A cette accusation générale, devenue
depuis quinze ans l'arme favorite du journalisme, se joignaient les cris et les
manœuvres d'une formidable coalition d'espérances déçues, d'ambitions
froissées, de rancunes implacables. Aux yeux des chefs du libéralisme militant,
la chute de M. Nothomb devait être le signal de la résurrection du cabinet de
1840. Toutes les haines qui s'agitaient autour de l'ex-ministre de l'Intérieur
se liguèrent brusquement contre M. Van de Weyer. Avant qu'il eût manifesté son
installation par un acte quelconque, avant qu'il eût produit son programme,
avant qu'il eût ouvert la bouche, tous les partisans des doctrines de M. Devaux
s'unirent pour lui déclarer une guerre à outrance. Le chef du cabinet était
d'autant plus coupable que son alliance avec plusieurs collègues de M. Nothomb
était un démenti de plus donné aux théories du député de Bruges.

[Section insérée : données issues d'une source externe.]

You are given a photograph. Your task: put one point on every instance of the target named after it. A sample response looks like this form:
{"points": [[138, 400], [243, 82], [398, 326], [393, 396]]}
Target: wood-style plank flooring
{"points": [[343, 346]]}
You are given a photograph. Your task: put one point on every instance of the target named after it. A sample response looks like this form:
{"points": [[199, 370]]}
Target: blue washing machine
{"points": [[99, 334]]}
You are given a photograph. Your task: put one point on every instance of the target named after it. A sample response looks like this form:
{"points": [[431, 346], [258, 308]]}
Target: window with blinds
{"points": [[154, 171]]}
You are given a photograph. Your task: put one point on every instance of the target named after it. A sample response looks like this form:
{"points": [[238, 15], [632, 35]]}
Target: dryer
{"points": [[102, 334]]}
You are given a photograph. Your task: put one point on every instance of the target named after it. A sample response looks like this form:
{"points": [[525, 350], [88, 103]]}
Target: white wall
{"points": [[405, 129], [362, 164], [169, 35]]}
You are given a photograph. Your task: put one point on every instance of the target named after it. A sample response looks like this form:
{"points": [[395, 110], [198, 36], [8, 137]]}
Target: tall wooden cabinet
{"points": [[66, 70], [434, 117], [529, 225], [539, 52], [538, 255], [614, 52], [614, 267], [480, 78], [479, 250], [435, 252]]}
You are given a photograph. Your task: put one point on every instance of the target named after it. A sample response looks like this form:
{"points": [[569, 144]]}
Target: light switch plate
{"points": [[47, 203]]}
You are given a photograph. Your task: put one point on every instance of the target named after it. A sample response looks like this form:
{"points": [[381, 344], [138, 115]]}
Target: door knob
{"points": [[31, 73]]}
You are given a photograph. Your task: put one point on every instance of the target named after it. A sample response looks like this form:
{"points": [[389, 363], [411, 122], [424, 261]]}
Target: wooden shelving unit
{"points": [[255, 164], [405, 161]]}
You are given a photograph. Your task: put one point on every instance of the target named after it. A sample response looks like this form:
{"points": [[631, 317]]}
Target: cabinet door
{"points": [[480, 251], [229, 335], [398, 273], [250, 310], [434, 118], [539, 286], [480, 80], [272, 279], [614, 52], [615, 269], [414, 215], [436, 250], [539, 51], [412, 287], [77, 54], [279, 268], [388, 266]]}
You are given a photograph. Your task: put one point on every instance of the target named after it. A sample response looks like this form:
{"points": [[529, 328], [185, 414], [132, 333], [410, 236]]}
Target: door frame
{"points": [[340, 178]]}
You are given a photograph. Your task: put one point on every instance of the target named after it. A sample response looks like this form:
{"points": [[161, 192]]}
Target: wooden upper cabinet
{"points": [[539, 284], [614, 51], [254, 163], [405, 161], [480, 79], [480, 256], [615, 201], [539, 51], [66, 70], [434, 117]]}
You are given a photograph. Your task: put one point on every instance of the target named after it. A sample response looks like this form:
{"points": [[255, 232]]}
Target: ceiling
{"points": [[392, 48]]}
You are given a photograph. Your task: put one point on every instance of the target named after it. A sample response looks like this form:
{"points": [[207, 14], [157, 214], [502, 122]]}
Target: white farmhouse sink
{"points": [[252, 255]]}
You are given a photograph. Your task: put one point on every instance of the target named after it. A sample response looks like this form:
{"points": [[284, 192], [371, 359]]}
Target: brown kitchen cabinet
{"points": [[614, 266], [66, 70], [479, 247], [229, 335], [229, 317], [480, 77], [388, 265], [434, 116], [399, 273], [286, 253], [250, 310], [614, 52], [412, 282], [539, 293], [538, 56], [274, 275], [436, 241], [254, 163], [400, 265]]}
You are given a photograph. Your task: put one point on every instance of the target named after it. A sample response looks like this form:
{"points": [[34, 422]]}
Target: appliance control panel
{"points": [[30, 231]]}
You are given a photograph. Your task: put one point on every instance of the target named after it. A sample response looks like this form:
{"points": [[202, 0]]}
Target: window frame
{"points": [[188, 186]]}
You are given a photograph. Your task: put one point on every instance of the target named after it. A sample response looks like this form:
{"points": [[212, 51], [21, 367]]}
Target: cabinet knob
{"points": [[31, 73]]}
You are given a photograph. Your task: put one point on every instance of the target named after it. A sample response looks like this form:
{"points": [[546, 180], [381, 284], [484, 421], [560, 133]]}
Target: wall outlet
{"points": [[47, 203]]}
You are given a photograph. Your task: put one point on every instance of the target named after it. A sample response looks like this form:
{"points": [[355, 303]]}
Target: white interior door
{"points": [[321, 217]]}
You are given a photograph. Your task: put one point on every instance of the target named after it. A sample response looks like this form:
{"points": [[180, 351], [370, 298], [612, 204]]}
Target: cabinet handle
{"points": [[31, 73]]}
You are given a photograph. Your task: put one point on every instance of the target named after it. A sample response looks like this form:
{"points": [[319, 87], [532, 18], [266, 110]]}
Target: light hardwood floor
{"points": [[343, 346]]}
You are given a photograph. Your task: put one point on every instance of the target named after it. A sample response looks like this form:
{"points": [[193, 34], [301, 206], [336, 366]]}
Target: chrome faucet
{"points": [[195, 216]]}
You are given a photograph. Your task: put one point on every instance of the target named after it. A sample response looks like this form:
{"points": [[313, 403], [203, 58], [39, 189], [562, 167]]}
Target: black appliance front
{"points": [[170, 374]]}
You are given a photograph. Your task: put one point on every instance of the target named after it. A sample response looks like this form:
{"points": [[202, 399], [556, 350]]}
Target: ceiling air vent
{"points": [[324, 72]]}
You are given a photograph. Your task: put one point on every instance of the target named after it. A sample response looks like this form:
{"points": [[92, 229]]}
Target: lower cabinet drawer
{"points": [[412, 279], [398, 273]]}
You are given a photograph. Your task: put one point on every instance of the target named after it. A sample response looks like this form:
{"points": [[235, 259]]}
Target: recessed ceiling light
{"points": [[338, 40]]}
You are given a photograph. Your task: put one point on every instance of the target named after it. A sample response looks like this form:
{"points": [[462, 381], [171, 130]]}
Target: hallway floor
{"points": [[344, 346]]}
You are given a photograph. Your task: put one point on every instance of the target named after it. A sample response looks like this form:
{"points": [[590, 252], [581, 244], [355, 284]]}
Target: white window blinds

Les Chambres se réunirent le 11 novembre
1845. L'opposition fit l'essai de ses forces dans la discussion de l'adresse en
réponse au discours du trône (Une session extraordinaire avait été ouverte le 16 et close
le 24 septembre. Toutes ses séances avaient été consacrées au vote de quelques
mesures urgentes réclamées par la crise des subsistances, dont nous parlerons
plus loin. De commun accord les débats politiques avaient été ajournés à
l'ouverture de la session ordinaire).
La tendance de la lutte fut nettement
caractérisée dès le début. S'adressant au ministre de l'Intérieur, M. Devaux,
le regard hautain et la voix vibrante, s'écria : « Qui êtes-vous ? Pourquoi
est-on allé vous chercher au-delà de la mer ? » (Voy. le discours de M.
Devaux ; Annales parlementaire, p. 36).
(page 135) Au
moment où ces paroles étranges furent prononcées par un homme aussi grave que
M. Devaux, un mouvement d'indicible surprise parcourut tous les bancs de la
Chambre. « Au premier abord, dit un témoin de cette scène, elles parurent
puériles : peu s'en fallut qu'elles n'excitassent un instant l'hilarité de
l'assemblée. Bientôt ce fut comme un éclair ! toute la
situation s'illumina d'une clarté soudaine : il y avait là toute une révélation
! Chacun comprit, à l'instant, que, dans la personne des deux orateurs,
c'étaient deux époques, deux systèmes, qui se rencontraient, qui
s'interrogeaient. » (M. de Decker, Quinze ans, p. 10).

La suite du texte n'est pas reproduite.